I just finished reading “Fangirl” by Rainbow Rowell, a young adult novel that has already appeared on many “best of 2013” lists. “Fangirl” tells the story of Cath, a devoted fan fiction writer who is starting college and, for the first time, a life separate from her twin sister. This was a well-written coming-of-age story, and I enjoyed the fan fiction that was interspersed throughout the novel.
At the top of my to-read list are “Hostage Three” by Nick Lake and “We Are Water” by Wally Lamb.
Lake won the Printz award for excellence in young adult literature for “In Darkness” last year, and I’m excited to see how “Hostage Three” measures up. It is the story of a girl and her family who are taken hostage by pirates on her father’s yacht.
Lamb is one of my favorite authors, and I can’t wait to dive into his newest book. But, at nearly 600 pages and with his notoriously thought-provoking and controversial subject matter, I may just wait until after Christmas.
Plain City Public Library is located at 305 W. Main St. and online at www.plaincitylib.org.

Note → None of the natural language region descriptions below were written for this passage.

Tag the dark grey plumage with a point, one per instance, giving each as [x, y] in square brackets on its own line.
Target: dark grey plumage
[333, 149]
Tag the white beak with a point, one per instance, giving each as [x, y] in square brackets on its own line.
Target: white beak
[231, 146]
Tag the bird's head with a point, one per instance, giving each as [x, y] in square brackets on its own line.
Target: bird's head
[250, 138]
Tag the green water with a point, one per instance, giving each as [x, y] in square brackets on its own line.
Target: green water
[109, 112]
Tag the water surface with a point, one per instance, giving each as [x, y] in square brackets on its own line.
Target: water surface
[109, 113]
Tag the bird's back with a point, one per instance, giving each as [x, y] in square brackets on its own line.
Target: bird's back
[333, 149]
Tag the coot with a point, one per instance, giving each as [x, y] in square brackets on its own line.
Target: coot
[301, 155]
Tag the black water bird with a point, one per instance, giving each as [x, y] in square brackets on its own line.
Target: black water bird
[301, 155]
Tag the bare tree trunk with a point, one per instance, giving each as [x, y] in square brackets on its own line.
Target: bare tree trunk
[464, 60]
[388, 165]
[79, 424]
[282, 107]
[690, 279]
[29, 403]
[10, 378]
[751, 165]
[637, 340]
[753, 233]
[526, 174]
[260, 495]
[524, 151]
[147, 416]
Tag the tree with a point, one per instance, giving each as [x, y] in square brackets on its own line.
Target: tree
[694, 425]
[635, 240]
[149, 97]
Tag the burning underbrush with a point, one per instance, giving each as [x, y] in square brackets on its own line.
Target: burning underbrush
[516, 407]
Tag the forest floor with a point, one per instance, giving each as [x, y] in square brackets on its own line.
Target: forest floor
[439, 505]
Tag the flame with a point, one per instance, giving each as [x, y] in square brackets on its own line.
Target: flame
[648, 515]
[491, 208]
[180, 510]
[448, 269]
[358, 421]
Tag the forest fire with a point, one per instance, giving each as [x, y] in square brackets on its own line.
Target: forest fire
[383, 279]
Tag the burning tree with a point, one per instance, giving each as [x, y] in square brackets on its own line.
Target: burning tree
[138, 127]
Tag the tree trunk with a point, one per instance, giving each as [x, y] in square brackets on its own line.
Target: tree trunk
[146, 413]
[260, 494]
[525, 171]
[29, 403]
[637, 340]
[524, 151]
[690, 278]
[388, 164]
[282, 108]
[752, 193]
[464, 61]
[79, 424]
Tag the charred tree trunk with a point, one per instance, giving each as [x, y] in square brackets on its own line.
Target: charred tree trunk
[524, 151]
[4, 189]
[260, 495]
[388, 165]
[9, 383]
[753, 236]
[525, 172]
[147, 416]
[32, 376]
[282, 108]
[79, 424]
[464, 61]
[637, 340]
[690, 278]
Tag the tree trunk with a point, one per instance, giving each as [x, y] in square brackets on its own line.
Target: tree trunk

Cathy Allen, director, Hurt-Battelle Memorial Library
I am catching up on the “Rot and Ruin” series by Jonathan Maberry. Published in 2010, the last book in the series was published this year. It’s not your typical take on zombies, and it takes place after the apocalypse has already happened. Ben’s brother Tom is a bounty hunter in the great rot and ruin. His job is to bring closure to family members by “quieting” the undead with dignity and respect. After all, they used to be people.
I am also reading “Not a Drop to Drink” by Mindy McGinnis. With water on the planet all but gone, the lead character, Lynn, “makes sure that anyone who comes near the pond leaves thirsty or doesn’t leave at all.”
Finally, “Grimm Conclusion” by Adam Gidwitz stays true to the original Grimm stories. They are dark and gruesome and funny! Gidwitz manages to tie more than one fairytale into one grand story.
Hurt-Battelle Memorial Library is located at 270 Lilly Chapel Road, West Jefferson, and online at www.hbmlibrary.org.
Mike Hensel, director, London Public Library
When I find a moment during this busy holiday season to sit down in front of a book, I find myself enjoying old and new titles across a variety of genres.
I’m currently enjoying the science fiction title, “Starship Troopers” (1987) by Robert A. Heinlein. Many individuals may be more familiar with the movie that made it to the silver screen in 2007 and now has a cult following.
On the other side of my list is the latest children’s release from James Patterson titled “Treasure Hunters” which I’m reading to my kids before tucking them in to bed. Both books are packed with lots of action even though they are worlds apart.
“Starship Troopers” takes place in a futuristic setting where earth is in an interstellar war of survival against an arachnoid species. The storyline follows the life of soldier Johnnie Rico as he battles the invading species and moves up the military ranks. It also touches on deeper subject matter such as civic duties, personal rights, suffrage and codes of a soldier.
Meanwhile “Treasure Hunters” follows the story of four siblings who have recently lost contact with their parents through a series of unfortunate events. With the absence of their parents, the foursome finds themselves in a treasure hunt on the high seas that will not only unlock unforetold fortunes but the mysteries surrounding the disappearances of both their parents.
Its high intrigue in space as well as under the sea.
As for future reads on my list, I have “Broken Harbor” by Tana French which is an international mystery set in Dublin, Ireland, in modern times. The book is the next title for the library’s adult book club which any reader can participate in. I’ve had a wonderful time reading a variety of books in 2013, and I look forward to another great year of titles in 2014.
London Public Library is located at 20 E. First St. and online at www.mylondonlibrary.org.